March 9, 2021

New Year, New Personal Brand

VP of Brand and Corporate Marketing at Fuze, overseeing brand strategy, public relations, customer advocacy, content…

VP of Brand and Corporate Marketing at Fuze, overseeing brand strategy, public relations, customer advocacy, content and creative.

As we approach the one-year mark since the onset of Covid-19 and with the possibility of widespread office reopenings on the horizon, now is the time to revamp and refresh our personal brands. As I’ve written about before, a strong personal brand is one that is authentic, recognizable and appropriate to your environment. Your personal brand defines how coworkers, executives and prospective customers view you. In the new normal, which is just around the corner, you’ll need to have a personal brand built for the hybrid workforce world — one that translates from your on-screen remote workdays to in-person interactions.

Here are some digital-first ideas for revamping and upgrading your personal brand in 2021. 

1. Focus on the waist up.

Whether you like it or not, an important aspect of your personal brand is your personal style and presentation. My company’s survey of 100 tech leaders found that over half of respondents said employees will be returning to the office 1–2 days a week or less post-pandemic; and, according to Korn Ferry research, only 30% of professionals surveyed believe they’ll go back to working at their office when it reopens. So, your appearance from the waist up will likely matter most often. 

Make sure you dress to impress. Just because you’re working from home doesn’t mean you need to let your personal style slump. Make an effort to dress up from the waist up to sharpen your presentation on screen. Invest in accessories that punch up your look, such as blue light glasses (I recommend opting for anti-glare), and invest in an on-brand headset or headphones that look good on-screen and give you a better meeting experience. 

It also might be a good time to upgrade your lighting — one of the most important aspects of looking good on camera. Avoid facing away from a bright window, as this will likely cause a backlit shadow on camera. To take it up a notch in 2021, I also recommend investing in tools like the LumeCube light or Dracast Ring Light to help properly illuminate your space. 

Overall, take a step back and think about how you appear to your colleagues when you speak or present. Evaluate and then adjust as needed. 

2. Remember that your background matters too.

Of course, how you look on screen isn’t the only factor you should take into consideration. In my experience, people are tired of fake backgrounds and filters. A curated, real-life background is a great way to put your personal brand on display to your colleagues and peers.

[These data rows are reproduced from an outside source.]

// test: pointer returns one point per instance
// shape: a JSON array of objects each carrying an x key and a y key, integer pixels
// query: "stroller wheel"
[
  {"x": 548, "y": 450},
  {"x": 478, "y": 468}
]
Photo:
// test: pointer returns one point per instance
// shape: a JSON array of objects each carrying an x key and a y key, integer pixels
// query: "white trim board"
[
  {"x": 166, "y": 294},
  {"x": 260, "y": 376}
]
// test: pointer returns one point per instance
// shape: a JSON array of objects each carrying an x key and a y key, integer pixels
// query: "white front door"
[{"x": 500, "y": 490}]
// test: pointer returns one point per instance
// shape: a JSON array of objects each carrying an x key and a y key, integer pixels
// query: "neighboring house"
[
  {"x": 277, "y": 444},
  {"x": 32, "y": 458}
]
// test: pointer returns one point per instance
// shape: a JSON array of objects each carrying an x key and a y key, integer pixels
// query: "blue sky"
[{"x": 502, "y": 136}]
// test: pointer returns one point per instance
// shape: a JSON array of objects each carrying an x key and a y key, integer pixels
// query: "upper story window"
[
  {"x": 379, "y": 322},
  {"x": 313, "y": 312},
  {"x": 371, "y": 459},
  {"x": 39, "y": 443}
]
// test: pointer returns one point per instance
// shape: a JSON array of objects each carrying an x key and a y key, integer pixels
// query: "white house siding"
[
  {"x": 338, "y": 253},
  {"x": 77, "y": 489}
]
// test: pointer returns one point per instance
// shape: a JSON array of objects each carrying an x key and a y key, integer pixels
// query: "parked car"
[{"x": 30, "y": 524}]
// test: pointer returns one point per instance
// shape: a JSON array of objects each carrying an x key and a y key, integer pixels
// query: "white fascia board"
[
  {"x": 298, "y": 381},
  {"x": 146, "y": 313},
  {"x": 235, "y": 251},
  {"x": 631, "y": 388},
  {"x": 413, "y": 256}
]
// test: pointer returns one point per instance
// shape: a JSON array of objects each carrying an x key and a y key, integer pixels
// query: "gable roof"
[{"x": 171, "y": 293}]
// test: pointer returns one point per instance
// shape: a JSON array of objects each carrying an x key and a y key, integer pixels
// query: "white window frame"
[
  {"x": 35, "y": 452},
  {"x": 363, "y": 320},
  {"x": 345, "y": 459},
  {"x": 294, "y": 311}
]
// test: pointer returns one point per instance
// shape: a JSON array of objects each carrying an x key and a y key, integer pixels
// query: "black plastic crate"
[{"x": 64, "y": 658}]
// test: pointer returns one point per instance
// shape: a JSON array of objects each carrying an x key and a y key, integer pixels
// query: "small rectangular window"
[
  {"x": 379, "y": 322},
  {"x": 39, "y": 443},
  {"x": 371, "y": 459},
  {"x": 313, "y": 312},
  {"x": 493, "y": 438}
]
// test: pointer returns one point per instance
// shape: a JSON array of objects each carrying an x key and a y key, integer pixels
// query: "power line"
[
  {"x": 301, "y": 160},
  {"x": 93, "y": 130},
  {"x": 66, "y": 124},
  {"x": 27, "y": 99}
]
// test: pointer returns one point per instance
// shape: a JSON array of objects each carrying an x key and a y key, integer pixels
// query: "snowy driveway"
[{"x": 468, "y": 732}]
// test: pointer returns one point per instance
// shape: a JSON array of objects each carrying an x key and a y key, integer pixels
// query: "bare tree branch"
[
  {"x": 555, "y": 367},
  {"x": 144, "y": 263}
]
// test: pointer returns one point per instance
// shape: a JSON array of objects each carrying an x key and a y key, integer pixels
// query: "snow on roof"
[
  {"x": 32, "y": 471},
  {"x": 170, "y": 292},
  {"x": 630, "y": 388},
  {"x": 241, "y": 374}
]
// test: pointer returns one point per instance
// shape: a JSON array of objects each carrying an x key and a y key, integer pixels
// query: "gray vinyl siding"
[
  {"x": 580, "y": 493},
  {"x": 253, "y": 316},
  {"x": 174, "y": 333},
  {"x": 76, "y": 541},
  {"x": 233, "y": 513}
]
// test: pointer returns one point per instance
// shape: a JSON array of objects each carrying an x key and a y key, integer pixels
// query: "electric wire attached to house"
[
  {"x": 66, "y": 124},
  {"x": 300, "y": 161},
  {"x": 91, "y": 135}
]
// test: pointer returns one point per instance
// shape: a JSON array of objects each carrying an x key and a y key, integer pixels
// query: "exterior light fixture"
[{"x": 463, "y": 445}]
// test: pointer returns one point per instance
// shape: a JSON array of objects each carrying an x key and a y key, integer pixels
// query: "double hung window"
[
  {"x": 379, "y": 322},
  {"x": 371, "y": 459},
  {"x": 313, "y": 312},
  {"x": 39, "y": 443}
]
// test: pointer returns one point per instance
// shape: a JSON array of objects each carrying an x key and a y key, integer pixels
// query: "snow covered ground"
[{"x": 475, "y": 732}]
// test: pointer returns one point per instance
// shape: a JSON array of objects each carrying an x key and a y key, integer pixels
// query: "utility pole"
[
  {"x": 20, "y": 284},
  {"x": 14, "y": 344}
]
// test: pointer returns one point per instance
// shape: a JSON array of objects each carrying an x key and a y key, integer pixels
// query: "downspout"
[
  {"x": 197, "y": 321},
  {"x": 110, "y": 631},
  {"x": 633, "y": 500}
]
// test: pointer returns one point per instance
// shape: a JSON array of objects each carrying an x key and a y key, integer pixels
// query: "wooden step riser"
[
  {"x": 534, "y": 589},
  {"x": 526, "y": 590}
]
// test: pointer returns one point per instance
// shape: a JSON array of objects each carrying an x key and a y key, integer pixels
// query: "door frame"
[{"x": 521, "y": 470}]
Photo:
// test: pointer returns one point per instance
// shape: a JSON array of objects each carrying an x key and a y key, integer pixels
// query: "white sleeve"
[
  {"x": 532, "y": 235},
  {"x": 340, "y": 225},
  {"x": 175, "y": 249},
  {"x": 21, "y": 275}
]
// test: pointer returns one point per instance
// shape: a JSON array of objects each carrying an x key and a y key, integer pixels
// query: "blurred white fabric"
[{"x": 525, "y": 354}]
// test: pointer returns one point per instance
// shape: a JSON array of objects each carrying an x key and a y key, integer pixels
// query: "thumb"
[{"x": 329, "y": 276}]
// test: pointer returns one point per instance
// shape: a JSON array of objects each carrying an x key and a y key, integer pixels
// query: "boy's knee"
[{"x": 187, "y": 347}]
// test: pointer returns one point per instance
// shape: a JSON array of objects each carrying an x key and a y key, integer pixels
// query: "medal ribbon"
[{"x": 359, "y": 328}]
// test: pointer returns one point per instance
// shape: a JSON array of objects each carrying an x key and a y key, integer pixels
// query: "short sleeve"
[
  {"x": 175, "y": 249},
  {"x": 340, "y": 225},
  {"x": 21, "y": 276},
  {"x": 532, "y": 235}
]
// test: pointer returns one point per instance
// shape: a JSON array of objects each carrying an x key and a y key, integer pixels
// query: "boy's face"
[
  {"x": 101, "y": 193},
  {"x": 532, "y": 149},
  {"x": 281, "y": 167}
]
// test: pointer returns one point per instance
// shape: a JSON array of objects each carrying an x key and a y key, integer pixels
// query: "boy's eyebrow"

It also helps to establish a dedicated work space. If you are on video calls often, create a work area to take your meetings from so that you can be consistent with your background presentation, and set boundaries for any “unwanted” visitors. I’ve seen colleagues use privacy screens and noise-canceling apps to create the illusion of a dedicated, serene space — when, in fact, I know there are kids hanging from the rafters mere feet away. 

Also, identify your “at-home look.” Create a space that makes you happy, that reflects who you are and that you are excited to show off. I had a colleague in Nashville who displayed a piece from a local artist in the background of his workspace, and it was always a conversation-starter with customers and colleagues alike. I’ve seen others use their background space to show off their home team or alma mater pride, family, hobbies or other things they feel comfortable talking about as an ice breaker. But also remember that your personal brand environment, in a work setting, should be rated G. This is not the time to show off your home bar or political cartoons. 

3. Translate your digital-first brand into real life.

As the world reopens and more in-person experiences become available, it will be time to take our refreshed digital selves back into the real world. Pick a few key elements of your personal brand to cross the chasm into your in-person office, networking and development experiences.  

For example, what does your mask say about you? If we’re wearing masks through 2021, you have a prime piece of real estate to make a personal brand statement that you have not had in your video conferencing bubble. Develop a suitable “for work” mask collection that brings some of your video meeting background elements out for a spin. That could include your favorite sports team logo, a quote from a mentor or maybe a little seasonal flare.      

Also, pick a few statement pieces. Whether it’s a travel mug that matches your at-home sidekick, a signature clothing color or a statement necklace, there should be a few pieces that translate from your video conference look to your in-person brand.  

Always remember that less is more, so pick a few things that reflect who you are — do not go overboard. Remote work has given us the opportunity to showcase much more of ourselves than we have in the office, and it’s time to decide which elements can move between both worlds.     

We can do this.

As someone who has been living in sweats and dry shampoo for the past year, I am challenging myself as well as all of you to take things up a notch when it comes to our personal brands. Despite the uncertainty that 2021 brings, and the many aspects of everyday life that are out of our control right now, we can still make professional goals for ourselves. Our personal brands are something we can control, but we should also remember that we’re not perfect and that we’re still in the midst of a very troubling time. So let’s all commit to putting our best foot forward in 2021 and push ourselves personally and professionally to be the best versions of ourselves — on screen and off.